諸国空想料理店 (ちくま文庫)味覚日乗 (ちくま文庫)
2冊読了。高山なおみさんの『諸国空想料理店』と、辰巳芳子さんの『味覚日乗』。高山さんの本は今はなき「kuukuu」でのこと、タイやベトナムに旅行した時のことなどがレシピとともに綴られているもので、彼女の初エッセイらしい。たしかに初々しい部分も感じるけど、情景が思い浮かんだり、料理のおいしそうなかおりのする文章ってなかなか書けない。料理にも文章にも感性が研ぎすまされてる感じがする。


一方の辰巳さんの本は、生活のなかに溶け込んだ料理、素材のことを的確な文章で、そして微笑みをまじえて書いてある感じ。なにしろ小さい頃から料理家である母親の元で育ってるから、知識の豊富さは凄い。それをひけらかすのではなく、大袈裟にいえば愛を込めて伝えてくれてる感じ。私の大好きな「むかご」を取り上げた文章があった。昔は(うちだけかもしれないけど)、土手につくしを取りに行ったり、両親は山菜をとりにいったり、落ちてるむかごを拾ってきては蒸かして食べてたっけ。そんなことを思い出したりなんかした。

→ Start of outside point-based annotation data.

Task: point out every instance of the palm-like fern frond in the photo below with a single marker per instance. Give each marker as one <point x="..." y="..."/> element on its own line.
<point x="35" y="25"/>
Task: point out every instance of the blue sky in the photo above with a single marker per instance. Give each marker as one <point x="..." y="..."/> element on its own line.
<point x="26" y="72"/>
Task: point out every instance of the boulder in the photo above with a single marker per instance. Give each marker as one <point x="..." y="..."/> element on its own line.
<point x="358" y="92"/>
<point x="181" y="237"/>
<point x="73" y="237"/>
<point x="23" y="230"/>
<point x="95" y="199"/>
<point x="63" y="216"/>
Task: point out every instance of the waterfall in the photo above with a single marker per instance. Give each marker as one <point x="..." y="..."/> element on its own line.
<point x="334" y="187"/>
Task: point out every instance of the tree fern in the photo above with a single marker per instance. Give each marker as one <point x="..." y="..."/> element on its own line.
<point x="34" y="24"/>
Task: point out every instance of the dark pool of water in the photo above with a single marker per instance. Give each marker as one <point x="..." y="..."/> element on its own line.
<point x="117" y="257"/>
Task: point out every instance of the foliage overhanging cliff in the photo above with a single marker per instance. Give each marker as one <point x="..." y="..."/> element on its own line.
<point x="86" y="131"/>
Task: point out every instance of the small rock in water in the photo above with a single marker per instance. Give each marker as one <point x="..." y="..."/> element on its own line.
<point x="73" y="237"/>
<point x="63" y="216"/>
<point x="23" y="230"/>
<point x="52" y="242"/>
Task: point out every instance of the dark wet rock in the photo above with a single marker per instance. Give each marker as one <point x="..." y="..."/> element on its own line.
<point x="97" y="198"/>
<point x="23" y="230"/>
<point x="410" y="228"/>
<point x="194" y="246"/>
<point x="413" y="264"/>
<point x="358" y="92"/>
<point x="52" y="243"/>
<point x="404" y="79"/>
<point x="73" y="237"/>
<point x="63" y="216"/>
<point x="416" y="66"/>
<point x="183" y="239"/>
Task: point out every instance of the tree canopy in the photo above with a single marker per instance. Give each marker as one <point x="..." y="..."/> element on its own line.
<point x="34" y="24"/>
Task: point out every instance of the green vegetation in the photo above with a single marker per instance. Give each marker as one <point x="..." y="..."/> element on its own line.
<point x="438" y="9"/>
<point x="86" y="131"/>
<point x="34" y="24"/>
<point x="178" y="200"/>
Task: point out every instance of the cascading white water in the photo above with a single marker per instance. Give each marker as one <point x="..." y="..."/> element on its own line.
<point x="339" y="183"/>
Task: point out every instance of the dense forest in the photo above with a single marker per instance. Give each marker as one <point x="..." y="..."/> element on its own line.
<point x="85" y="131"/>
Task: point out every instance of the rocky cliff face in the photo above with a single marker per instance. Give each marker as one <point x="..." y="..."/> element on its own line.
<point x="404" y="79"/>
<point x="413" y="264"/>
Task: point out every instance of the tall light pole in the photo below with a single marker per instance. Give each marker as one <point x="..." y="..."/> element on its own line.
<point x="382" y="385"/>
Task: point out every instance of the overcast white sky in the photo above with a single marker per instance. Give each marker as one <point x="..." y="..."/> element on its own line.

高山さんと辰巳さんをくらべると、タイトルにもしたけど、高山さんは感性の人、辰巳さんは哲学の人という気がする。それは文章だけのことではなく、作られた料理にも反映されていると思う。高山さんのひらめきは、そのひらめきが生まれた瞬間のフレッシュさが料理にもある。辰巳さんの料理には、長年の経験にうらうちされた哲学がある。高山さんを始め、魅力的な料理家はたくさんいるけれど、感性だけでは限界があるのではないかと思ったりする。辰巳さんは感性+経験=哲学という気がするので。どんなに高山さんや有元さんが頑張っても何十年という経験の差がある以上、辰巳さんにはかなわない気がするんです。だからといって高山さんらがダメっていってるわけじゃなくて、辰巳さんの凄さを伝えたいだけなんですけどね…。高齢のせいか最近痩せてきているのが心配。お元気なうちに、いろんなものを吸収しておきたい気がします(昨年、講演会に行けて幸せでした)。